NMAA News – Audi kembali membuka lembar sejarah otomotif paling liar miliknya lewat proyek rekonstruksi Auto Union Lucca. Mobil legendaris yang pernah memecahkan rekor kecepatan di era 1930-an itu kini hadir lagi dengan tampilan dan karakter yang sangat mendekati versi aslinya.
Auto Union Lucca bukan sekadar mobil tua biasa. Pada tahun 1935, mobil ini menjadi simbol perang teknologi dan kecepatan antara pabrikan Jerman di era Silver Arrows. Bentuk bodinya yang menyerupai peluru dibuat khusus untuk menembus hambatan udara saat melaju di kecepatan ekstrem.

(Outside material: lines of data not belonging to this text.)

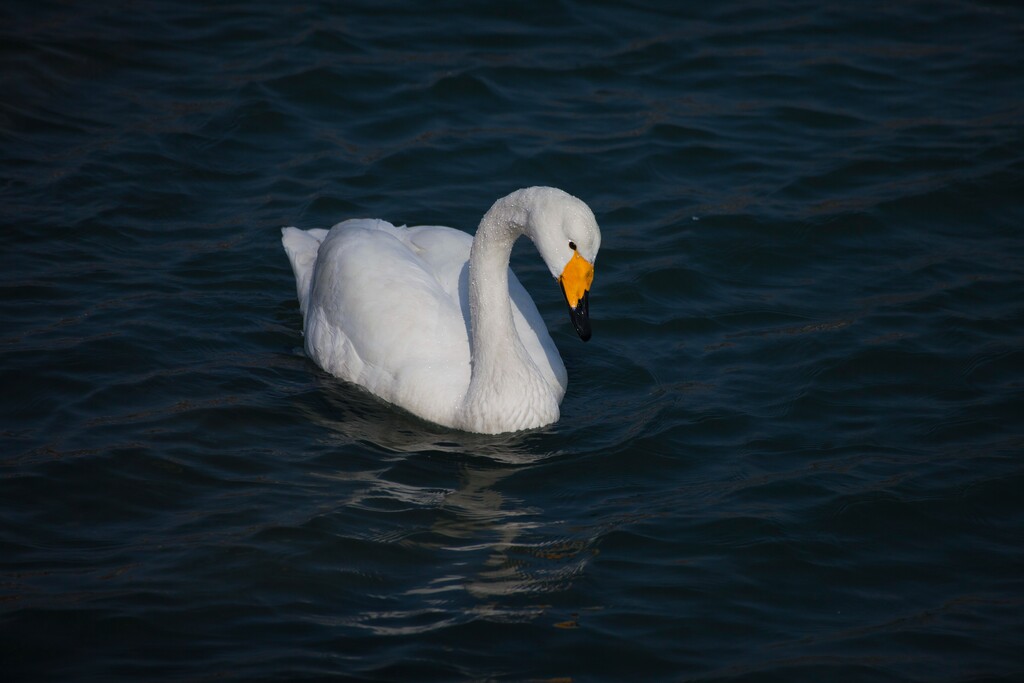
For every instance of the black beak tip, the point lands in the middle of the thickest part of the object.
(580, 314)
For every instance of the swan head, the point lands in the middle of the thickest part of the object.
(565, 232)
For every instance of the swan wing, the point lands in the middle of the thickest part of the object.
(379, 314)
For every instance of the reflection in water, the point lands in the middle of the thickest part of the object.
(494, 548)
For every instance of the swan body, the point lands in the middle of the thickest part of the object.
(433, 321)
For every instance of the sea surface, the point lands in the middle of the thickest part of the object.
(793, 451)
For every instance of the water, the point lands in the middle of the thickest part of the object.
(792, 452)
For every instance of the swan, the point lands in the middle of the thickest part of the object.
(432, 321)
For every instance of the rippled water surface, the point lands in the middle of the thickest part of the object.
(792, 452)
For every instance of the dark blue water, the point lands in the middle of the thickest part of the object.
(794, 450)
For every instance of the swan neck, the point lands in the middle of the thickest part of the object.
(491, 307)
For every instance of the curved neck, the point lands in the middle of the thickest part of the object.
(507, 391)
(494, 335)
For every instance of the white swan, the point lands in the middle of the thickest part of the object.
(433, 321)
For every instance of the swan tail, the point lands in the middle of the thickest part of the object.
(301, 247)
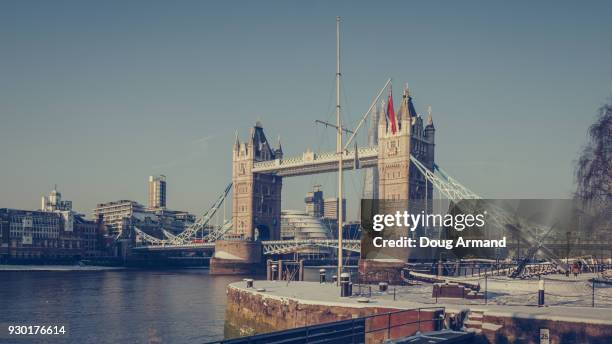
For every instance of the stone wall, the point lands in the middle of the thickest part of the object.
(249, 312)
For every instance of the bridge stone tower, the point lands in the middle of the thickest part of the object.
(400, 182)
(397, 178)
(256, 196)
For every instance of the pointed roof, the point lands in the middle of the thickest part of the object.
(280, 147)
(236, 142)
(411, 109)
(429, 117)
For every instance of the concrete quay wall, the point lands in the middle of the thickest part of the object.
(249, 312)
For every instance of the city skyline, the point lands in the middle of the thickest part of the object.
(96, 109)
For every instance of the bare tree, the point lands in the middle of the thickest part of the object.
(594, 167)
(594, 177)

Nama “Lucca” sendiri diambil dari kota di Lucca, lokasi tempat mobil tersebut pernah mencetak rekor hampir 327 km/jam. Angka itu terasa luar biasa untuk mobil yang dibuat hampir satu abad lalu.

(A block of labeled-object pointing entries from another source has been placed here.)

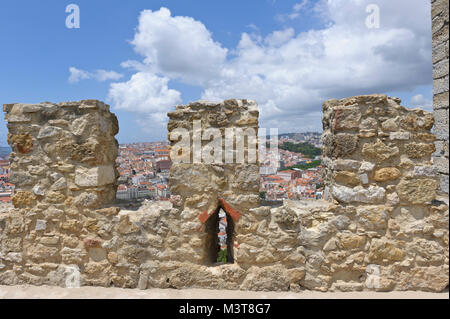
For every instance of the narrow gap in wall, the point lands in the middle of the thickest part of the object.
(219, 251)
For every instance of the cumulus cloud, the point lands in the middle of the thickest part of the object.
(144, 93)
(179, 47)
(77, 75)
(289, 73)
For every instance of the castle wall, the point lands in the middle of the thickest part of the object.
(439, 15)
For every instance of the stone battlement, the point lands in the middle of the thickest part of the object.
(382, 228)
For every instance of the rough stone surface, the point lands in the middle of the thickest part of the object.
(381, 228)
(440, 20)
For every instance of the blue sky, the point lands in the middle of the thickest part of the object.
(287, 55)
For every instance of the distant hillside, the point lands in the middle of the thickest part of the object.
(4, 151)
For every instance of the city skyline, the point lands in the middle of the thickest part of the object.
(143, 59)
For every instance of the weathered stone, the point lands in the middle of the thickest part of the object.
(347, 118)
(383, 250)
(419, 150)
(386, 174)
(346, 178)
(95, 176)
(373, 194)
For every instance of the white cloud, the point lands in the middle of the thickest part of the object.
(77, 75)
(145, 93)
(179, 47)
(422, 102)
(290, 74)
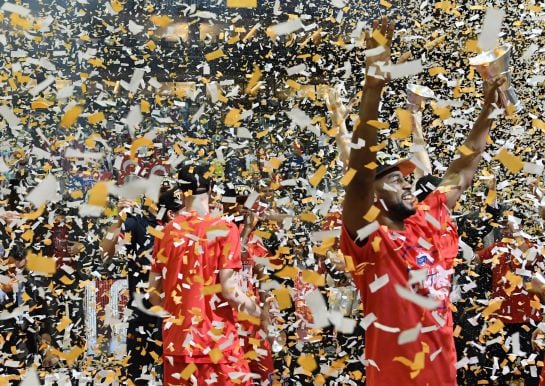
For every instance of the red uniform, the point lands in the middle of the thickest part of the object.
(508, 283)
(201, 335)
(256, 346)
(417, 261)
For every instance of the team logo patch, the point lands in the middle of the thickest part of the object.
(421, 259)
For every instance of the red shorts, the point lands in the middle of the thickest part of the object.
(173, 366)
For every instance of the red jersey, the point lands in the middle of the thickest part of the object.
(405, 343)
(189, 257)
(509, 276)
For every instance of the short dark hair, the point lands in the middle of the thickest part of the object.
(170, 200)
(425, 185)
(18, 251)
(194, 179)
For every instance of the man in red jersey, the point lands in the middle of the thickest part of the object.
(195, 271)
(510, 264)
(404, 252)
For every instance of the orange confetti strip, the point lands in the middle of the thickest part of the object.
(211, 289)
(379, 38)
(313, 277)
(233, 118)
(95, 118)
(71, 116)
(241, 3)
(214, 55)
(512, 162)
(161, 21)
(315, 179)
(188, 371)
(348, 176)
(42, 264)
(155, 232)
(283, 297)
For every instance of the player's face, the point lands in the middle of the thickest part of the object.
(394, 195)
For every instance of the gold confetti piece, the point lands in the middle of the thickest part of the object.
(538, 124)
(463, 149)
(307, 362)
(69, 356)
(493, 306)
(376, 243)
(386, 4)
(512, 162)
(315, 179)
(313, 277)
(405, 124)
(379, 38)
(138, 143)
(241, 3)
(243, 316)
(144, 106)
(288, 272)
(378, 124)
(63, 323)
(215, 355)
(263, 234)
(490, 197)
(34, 215)
(95, 118)
(293, 84)
(436, 71)
(96, 62)
(534, 8)
(155, 232)
(161, 21)
(188, 371)
(308, 217)
(98, 194)
(495, 326)
(371, 214)
(42, 264)
(282, 296)
(252, 86)
(211, 289)
(232, 118)
(196, 141)
(151, 45)
(116, 5)
(71, 116)
(40, 103)
(348, 176)
(214, 55)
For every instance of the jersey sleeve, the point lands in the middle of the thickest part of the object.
(230, 249)
(157, 255)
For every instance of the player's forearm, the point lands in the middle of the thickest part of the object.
(369, 109)
(476, 139)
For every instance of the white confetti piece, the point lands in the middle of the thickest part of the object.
(409, 335)
(133, 119)
(401, 70)
(42, 86)
(367, 230)
(419, 300)
(14, 8)
(491, 29)
(251, 199)
(45, 191)
(11, 119)
(136, 78)
(379, 282)
(287, 27)
(317, 305)
(135, 28)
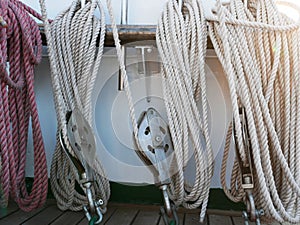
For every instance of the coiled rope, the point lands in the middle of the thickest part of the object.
(75, 60)
(259, 49)
(20, 50)
(181, 41)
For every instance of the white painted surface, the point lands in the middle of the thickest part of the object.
(128, 169)
(112, 124)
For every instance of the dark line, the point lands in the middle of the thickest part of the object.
(12, 212)
(232, 222)
(83, 217)
(134, 217)
(207, 217)
(57, 217)
(29, 218)
(159, 219)
(110, 216)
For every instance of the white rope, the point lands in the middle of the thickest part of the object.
(259, 50)
(75, 61)
(181, 41)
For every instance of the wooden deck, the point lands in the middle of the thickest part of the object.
(117, 214)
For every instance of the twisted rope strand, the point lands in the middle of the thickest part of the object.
(21, 47)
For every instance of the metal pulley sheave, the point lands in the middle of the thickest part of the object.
(81, 138)
(157, 152)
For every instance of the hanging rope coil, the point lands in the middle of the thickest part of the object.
(181, 40)
(260, 56)
(75, 61)
(20, 50)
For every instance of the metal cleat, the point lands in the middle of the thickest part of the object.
(155, 140)
(252, 214)
(83, 144)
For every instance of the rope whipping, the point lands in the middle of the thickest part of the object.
(181, 40)
(260, 52)
(75, 61)
(20, 51)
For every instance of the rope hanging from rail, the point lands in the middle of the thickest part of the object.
(260, 52)
(20, 51)
(75, 60)
(181, 40)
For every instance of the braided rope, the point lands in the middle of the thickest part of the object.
(75, 62)
(20, 46)
(259, 51)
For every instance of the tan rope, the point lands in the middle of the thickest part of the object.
(259, 51)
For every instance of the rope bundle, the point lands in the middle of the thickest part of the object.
(181, 40)
(75, 61)
(20, 50)
(262, 67)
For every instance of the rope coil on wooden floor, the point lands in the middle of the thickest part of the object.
(20, 51)
(261, 62)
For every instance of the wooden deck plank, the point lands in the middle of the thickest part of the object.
(18, 217)
(219, 220)
(106, 216)
(180, 219)
(12, 207)
(45, 217)
(192, 218)
(240, 221)
(124, 216)
(69, 218)
(149, 217)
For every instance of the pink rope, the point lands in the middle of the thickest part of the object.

Dalam proyek modern ini, Audi mempertahankan DNA desain aslinya. Siluet streamline dengan roda belakang tertutup masih menjadi ciri khas utama. Bahkan kabinnya tetap dibuat sangat sempit demi menjaga efisiensi aerodinamika seperti mobil era balap dulu.

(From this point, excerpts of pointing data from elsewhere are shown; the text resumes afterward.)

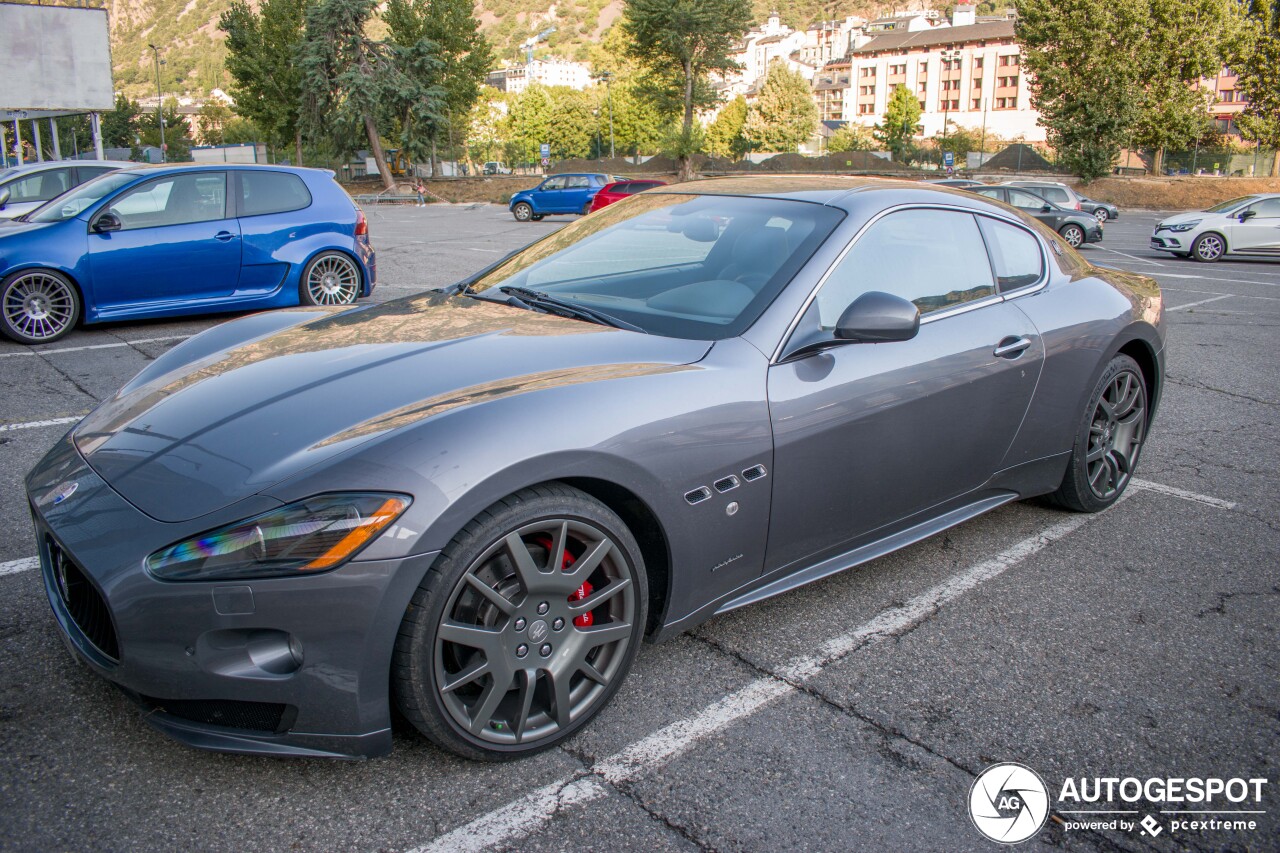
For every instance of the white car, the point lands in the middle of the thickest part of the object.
(1248, 227)
(26, 187)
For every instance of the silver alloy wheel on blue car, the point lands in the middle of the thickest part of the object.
(39, 306)
(330, 278)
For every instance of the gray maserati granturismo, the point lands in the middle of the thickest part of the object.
(474, 503)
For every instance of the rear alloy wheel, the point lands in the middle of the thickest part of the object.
(1109, 441)
(525, 626)
(1208, 247)
(330, 278)
(37, 306)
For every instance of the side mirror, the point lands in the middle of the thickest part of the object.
(878, 318)
(108, 222)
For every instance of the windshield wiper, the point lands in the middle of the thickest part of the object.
(554, 305)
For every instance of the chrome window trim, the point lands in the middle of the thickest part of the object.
(933, 315)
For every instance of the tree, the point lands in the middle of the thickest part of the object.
(261, 58)
(901, 123)
(784, 115)
(725, 136)
(1256, 58)
(120, 126)
(851, 137)
(680, 42)
(347, 76)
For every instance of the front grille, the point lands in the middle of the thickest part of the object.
(232, 714)
(82, 601)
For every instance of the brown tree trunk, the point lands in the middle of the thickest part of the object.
(375, 146)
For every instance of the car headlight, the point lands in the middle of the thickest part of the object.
(306, 537)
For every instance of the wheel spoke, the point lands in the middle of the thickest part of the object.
(599, 597)
(492, 594)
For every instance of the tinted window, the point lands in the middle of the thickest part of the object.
(933, 258)
(41, 186)
(173, 200)
(690, 267)
(263, 192)
(1014, 252)
(1025, 200)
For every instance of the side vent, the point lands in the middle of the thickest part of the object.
(726, 484)
(698, 495)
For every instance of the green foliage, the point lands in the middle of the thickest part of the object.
(725, 136)
(261, 59)
(901, 123)
(1256, 58)
(851, 137)
(784, 115)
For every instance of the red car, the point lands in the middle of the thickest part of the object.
(620, 190)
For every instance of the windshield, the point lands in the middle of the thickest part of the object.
(1226, 205)
(81, 199)
(679, 265)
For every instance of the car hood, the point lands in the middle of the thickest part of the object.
(193, 436)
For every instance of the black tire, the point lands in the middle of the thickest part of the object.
(1208, 247)
(1109, 439)
(330, 278)
(504, 617)
(39, 306)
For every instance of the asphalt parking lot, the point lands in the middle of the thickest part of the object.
(854, 714)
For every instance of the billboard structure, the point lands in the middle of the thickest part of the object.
(56, 62)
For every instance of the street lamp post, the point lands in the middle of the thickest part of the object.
(159, 103)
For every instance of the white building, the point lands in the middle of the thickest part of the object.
(548, 72)
(967, 74)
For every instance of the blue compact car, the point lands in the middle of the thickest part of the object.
(568, 194)
(181, 240)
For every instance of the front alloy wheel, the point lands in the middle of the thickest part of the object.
(37, 306)
(525, 628)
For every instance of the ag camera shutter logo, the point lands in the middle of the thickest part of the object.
(1009, 803)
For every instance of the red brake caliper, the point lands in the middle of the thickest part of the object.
(586, 619)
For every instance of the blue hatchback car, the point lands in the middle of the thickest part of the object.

Yang paling menarik tentu sektor mesin. Audi membekali mobil ini dengan mesin V16 6.0-liter yang menghasilkan tenaga sekitar 512 hp. Raungan mesinnya disebut mampu menghadirkan kembali nuansa balap brutal era pra-perang dunia.

Pengerjaan proyek dilakukan bersama spesialis mobil klasik Crosthwaite & Gardiner dan membutuhkan waktu lebih dari tiga tahun. Karena unit aslinya sudah tidak lagi utuh, tim harus mengandalkan arsip foto, dokumen teknik, hingga data sejarah untuk merekonstruksi mobil secara detail.
Menariknya, mobil ini tidak hanya akan dipajang di museum. Audi memastikan Auto Union Lucca bakal tampil berjalan di Goodwood Festival of Speed. Kehadirannya dipastikan menjadi salah satu atraksi paling spesial bagi penggemar mobil klasik dan sejarah motorsport dunia.

Lewat proyek ini, Audi seolah ingin menunjukkan bahwa warisan performa mereka sudah terbentuk jauh sebelum era supercar modern dan mobil listrik hadir seperti sekarang.